13. Orange & Brown Cliff Landscape: I've got another piece prepared and ready to do
another little landscape. I'm doing another one
because I had some paint left over from our last project. I've moved them over on my
color palette over here. I'm still going to use them, but I also thought it might
be fun to play with a pink. This is called blush
tint matte sennelier. You can easily probably
get that pink with one of these raw sienna
or raw umbers with a little bit of pink
and a little bit of white probably mixed in. You don't have to get one of these expensive ones
if you don't want. But I do like the
sennelier colors, but I thought wouldn't it be
fun to have maybe some pink in that sky rather than gray or blue like it was a sunset and the sky was lit up with the
pink and stuff like that. I thought that would be
fun to maybe have that as my undertone and have pink in the sky just to mix
it up a little bit. I think it's fun to
explore other colors. You might try orange in the sky, some type of ocher, yellow, just all those colors. Now go out one day at sunset
when it's particularly colorful and just see what colors are shining
in that sunset. I'm just going to get
that laid down on here, and then I'm going to
lay some sky here. I did mix these also with
that gao kid because on that last one that we did which is still
sitting back your wet, so I'll try not to mess it up, I did actually like
how creamy that made the paint mixture and I
enjoyed using that gao kid. I've been doing
the cold wax stuff for quite a long time and
I'll be honest and say, I've just been in my mind why don't use the gao
kid all that much. Let's mix some of this
and let's just go crazy. This is that transparent
earth oxide. But after using it on that last painting
and here on this one, I like how creamy it is and how yummy it's making this paint. Let's just start layers. I'm just starting that
first layer and getting it smushed in there because
I like that smushyness. I'm going to come back
with some of this pink, maybe some more
yummy cloud cover. Maybe I want to be in
the mountains and I want to make this a
cliff and calm down. Maybe similar to that
ocher one that I did earlier in class
that I wished I had a little bit better
orientation of my clips. I believe I had talked
about in there. Let's just go back for that composition and see
what can we get this time. But I think I want to
get my sky pretty much laid in here the way I want it before I lay that
cliff in there. Let me just zoom in for us. That way, you can better
see what we got going on. I like how you're using
that fan brush gives you some movement in that color and changes things
just a little bit. Then I might smooth some
of that movement out, but it hasn't taken away. As I get lighter and lighter, I'm layering light in there. When you're all done and you get that almost light effect
as it's coming out, I like the layers underneath it. Because then you
start to rarely see beautiful designs behind
the stuff. I love that. I'm trying to be
really careful not to start quarter-inch
down from the edge there because you don't
want it to look like all your cloud Cover
started at a weird place, so I want it to go off into, but not so often
to it that I get a weird white line
at the top either. But I want the top to still
be part of the painting, I don't want to tear the
tape off and then think, well, what did I do at
the very top there? Why did it do that? Because I've done
that before too. I really love what
the sky is doing, let's just get our sky down pat, and then we will do yummy smushy two or three colors
in that cliff part. Rather than
overworking it because that first sampler I did
earlier with the ocher, I have it over here, let
me see if I can get it with this one right here. I feel like I'm
overworked at early on. This one, let's get the sky set, let's come back and add
in our cliffs maybe, and just see if we
can get some mixing. The orange, the green, the olive green, the transparent earth
orange, and the CP. I'm mixing that on my knife
again altogether so that as I start to do my little
squishy landscape marks here, they just naturally
blend as I'm going. We'll just see what
we can get at. I wanted maybe more of like
there's a mountain over here maybe or I might end up
regretting that I did that, but we are just going
to see what we can get. I really like it. I'm not sure I like what I did
right there with that little swoopy part.

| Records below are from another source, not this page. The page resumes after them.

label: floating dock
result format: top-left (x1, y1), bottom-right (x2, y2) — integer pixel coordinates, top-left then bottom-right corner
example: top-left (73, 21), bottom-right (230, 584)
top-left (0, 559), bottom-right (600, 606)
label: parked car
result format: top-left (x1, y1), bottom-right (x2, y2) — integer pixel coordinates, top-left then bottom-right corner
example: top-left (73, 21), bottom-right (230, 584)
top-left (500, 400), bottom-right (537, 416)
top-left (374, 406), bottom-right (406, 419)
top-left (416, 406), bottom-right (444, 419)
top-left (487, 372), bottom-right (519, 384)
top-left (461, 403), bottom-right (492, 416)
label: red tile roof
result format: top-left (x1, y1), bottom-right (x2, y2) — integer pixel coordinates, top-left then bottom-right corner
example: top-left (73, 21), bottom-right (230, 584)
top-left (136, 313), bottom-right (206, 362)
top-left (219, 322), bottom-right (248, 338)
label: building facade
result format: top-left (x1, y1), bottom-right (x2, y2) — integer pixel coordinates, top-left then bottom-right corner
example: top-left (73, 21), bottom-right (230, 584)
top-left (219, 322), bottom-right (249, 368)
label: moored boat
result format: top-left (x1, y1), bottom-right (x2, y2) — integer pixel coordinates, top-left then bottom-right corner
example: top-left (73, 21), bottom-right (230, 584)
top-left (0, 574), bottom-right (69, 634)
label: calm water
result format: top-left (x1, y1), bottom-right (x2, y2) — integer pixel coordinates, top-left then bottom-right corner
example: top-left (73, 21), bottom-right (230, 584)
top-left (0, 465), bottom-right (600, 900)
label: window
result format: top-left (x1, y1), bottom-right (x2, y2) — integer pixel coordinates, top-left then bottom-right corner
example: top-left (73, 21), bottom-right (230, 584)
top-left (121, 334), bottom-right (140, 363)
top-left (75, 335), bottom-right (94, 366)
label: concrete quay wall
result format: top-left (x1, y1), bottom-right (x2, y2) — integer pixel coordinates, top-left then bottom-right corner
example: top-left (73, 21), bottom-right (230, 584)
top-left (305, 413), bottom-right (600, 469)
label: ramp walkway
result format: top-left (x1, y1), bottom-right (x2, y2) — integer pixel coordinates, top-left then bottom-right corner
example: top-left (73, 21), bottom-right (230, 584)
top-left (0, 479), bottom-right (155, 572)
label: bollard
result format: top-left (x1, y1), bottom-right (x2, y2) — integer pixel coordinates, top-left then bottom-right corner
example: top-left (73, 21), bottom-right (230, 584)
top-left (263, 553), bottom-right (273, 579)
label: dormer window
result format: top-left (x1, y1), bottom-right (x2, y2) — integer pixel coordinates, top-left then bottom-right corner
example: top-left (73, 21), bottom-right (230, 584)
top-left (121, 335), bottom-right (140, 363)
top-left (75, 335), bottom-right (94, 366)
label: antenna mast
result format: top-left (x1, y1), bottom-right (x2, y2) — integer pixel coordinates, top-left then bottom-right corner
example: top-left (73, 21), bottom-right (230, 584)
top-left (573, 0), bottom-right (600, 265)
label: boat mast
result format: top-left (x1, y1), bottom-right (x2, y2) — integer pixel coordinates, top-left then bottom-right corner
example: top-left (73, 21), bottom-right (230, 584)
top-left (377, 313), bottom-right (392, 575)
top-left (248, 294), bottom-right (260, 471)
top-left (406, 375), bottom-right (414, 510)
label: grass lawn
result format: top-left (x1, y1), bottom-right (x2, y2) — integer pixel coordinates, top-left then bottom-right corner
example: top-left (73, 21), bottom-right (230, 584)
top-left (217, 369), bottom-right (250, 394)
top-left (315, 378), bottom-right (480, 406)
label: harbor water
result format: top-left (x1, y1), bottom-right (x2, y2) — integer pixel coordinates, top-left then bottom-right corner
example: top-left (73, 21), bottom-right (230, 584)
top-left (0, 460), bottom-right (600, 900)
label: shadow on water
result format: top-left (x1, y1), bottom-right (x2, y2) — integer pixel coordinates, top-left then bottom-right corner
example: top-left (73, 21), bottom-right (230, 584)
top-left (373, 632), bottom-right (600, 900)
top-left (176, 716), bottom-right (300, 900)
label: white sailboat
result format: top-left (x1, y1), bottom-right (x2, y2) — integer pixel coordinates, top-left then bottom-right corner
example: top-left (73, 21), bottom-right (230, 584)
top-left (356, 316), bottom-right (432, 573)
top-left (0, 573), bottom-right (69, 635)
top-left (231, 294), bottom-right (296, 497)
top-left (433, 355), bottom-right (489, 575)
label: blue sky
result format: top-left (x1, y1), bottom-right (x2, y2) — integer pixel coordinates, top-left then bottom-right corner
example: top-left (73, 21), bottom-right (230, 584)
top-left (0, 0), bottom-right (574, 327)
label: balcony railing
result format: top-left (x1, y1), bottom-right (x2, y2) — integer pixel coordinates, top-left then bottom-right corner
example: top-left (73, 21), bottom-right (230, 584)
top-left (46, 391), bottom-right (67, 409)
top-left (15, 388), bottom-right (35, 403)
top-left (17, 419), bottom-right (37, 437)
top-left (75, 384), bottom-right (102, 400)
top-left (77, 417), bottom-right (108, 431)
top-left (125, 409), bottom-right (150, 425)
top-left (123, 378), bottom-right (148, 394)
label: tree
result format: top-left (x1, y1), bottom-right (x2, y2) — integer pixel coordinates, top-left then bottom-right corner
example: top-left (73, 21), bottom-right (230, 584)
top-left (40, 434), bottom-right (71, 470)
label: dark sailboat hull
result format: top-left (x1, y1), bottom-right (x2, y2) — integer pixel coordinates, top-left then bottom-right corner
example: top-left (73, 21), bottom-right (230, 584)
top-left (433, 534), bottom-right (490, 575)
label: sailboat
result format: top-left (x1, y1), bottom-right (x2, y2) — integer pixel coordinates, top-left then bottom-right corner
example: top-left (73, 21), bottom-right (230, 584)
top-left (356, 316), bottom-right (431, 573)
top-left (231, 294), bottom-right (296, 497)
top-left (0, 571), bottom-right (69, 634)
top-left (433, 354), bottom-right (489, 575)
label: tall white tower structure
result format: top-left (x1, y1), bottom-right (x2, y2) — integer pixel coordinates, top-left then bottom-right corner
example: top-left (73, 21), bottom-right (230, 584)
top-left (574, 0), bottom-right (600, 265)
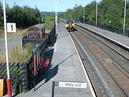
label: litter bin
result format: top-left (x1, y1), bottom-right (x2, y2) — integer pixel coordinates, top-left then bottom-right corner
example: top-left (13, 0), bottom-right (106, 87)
top-left (0, 79), bottom-right (7, 96)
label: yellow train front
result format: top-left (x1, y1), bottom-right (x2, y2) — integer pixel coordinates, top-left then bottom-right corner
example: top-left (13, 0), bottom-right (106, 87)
top-left (60, 18), bottom-right (75, 32)
top-left (65, 20), bottom-right (75, 32)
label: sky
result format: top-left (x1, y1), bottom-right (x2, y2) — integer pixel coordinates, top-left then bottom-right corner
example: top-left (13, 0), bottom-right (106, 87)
top-left (6, 0), bottom-right (100, 12)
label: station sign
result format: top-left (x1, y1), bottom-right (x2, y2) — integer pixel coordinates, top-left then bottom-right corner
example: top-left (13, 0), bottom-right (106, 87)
top-left (59, 82), bottom-right (87, 88)
top-left (7, 23), bottom-right (16, 32)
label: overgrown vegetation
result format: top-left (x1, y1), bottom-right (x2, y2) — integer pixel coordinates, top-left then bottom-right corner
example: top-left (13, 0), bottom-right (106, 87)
top-left (9, 44), bottom-right (32, 63)
top-left (63, 0), bottom-right (129, 27)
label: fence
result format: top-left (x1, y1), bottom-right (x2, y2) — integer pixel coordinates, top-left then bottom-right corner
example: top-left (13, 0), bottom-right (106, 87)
top-left (84, 21), bottom-right (129, 37)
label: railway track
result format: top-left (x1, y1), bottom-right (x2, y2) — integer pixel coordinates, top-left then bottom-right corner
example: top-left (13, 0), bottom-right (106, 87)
top-left (71, 26), bottom-right (129, 97)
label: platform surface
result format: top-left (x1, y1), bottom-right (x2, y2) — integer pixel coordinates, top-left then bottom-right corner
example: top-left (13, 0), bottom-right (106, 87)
top-left (77, 23), bottom-right (129, 47)
top-left (14, 24), bottom-right (95, 97)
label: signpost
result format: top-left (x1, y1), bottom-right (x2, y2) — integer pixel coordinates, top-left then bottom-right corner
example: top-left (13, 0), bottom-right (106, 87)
top-left (3, 0), bottom-right (12, 97)
top-left (52, 81), bottom-right (87, 97)
top-left (7, 23), bottom-right (16, 32)
top-left (59, 82), bottom-right (87, 88)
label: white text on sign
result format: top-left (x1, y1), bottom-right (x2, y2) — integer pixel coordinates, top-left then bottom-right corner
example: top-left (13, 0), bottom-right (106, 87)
top-left (59, 82), bottom-right (87, 88)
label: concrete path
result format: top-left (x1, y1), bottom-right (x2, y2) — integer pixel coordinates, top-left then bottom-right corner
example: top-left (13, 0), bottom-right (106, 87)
top-left (14, 24), bottom-right (95, 97)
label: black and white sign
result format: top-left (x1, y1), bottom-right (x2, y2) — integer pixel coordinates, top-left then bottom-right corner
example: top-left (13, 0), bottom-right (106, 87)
top-left (7, 23), bottom-right (16, 32)
top-left (59, 82), bottom-right (87, 88)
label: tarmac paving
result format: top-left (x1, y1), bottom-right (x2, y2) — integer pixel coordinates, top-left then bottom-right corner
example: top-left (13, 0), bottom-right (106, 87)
top-left (14, 24), bottom-right (95, 97)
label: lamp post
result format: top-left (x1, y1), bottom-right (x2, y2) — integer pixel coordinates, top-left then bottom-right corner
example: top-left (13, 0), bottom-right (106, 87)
top-left (55, 0), bottom-right (58, 36)
top-left (3, 0), bottom-right (12, 97)
top-left (96, 0), bottom-right (98, 27)
top-left (123, 0), bottom-right (127, 36)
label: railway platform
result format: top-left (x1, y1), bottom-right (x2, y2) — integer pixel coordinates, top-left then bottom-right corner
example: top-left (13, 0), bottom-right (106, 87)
top-left (12, 24), bottom-right (95, 97)
top-left (76, 23), bottom-right (129, 49)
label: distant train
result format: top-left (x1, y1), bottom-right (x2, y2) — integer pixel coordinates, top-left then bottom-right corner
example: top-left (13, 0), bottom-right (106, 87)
top-left (60, 18), bottom-right (75, 32)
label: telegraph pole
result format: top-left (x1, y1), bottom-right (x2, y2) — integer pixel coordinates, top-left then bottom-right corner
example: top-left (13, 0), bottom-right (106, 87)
top-left (123, 0), bottom-right (127, 36)
top-left (3, 0), bottom-right (12, 97)
top-left (55, 0), bottom-right (58, 35)
top-left (96, 0), bottom-right (98, 27)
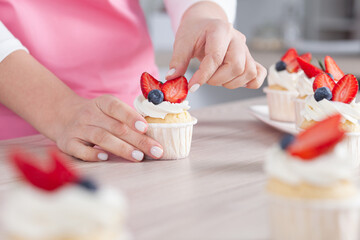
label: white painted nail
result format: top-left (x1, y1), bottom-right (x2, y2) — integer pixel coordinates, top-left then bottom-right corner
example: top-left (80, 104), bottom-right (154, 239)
top-left (131, 150), bottom-right (144, 161)
top-left (98, 153), bottom-right (109, 161)
top-left (135, 121), bottom-right (146, 132)
top-left (189, 83), bottom-right (200, 93)
top-left (166, 68), bottom-right (176, 77)
top-left (150, 146), bottom-right (164, 158)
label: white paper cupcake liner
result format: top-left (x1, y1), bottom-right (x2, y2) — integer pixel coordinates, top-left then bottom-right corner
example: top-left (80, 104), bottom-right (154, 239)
top-left (339, 132), bottom-right (360, 167)
top-left (293, 98), bottom-right (305, 129)
top-left (269, 195), bottom-right (360, 240)
top-left (264, 88), bottom-right (298, 122)
top-left (146, 118), bottom-right (197, 159)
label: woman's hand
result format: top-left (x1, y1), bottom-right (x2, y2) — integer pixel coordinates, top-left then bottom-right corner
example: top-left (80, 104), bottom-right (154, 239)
top-left (0, 50), bottom-right (163, 161)
top-left (166, 1), bottom-right (266, 92)
top-left (55, 95), bottom-right (163, 161)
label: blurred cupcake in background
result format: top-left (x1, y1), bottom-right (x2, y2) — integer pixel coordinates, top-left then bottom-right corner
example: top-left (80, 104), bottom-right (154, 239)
top-left (300, 62), bottom-right (360, 167)
top-left (0, 152), bottom-right (129, 240)
top-left (295, 56), bottom-right (345, 129)
top-left (265, 115), bottom-right (360, 240)
top-left (264, 48), bottom-right (311, 122)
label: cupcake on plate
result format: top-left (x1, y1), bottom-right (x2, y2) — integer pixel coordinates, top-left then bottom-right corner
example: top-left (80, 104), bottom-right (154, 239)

But maybe I like it. I'm just continuing to mix
those colors on my knife here and then just
work in it here. Because it's almost
like I'm getting to where I really like
doing the sky, getting it where
exactly where I want it and then filling
in the foreground. As you go in, that might end up being the
technique that you like. I like that. It's almost like we have a little bit of
sky that's coming through. Maybe that's some water that's
reflecting from the sky. I like that. I might not
even clear that out. You want to work on
a little bit of your mark-making when
you're doing this, maybe you're going to have some tree line and
maybe you want some a little extra
mark in there. You just want to experiment.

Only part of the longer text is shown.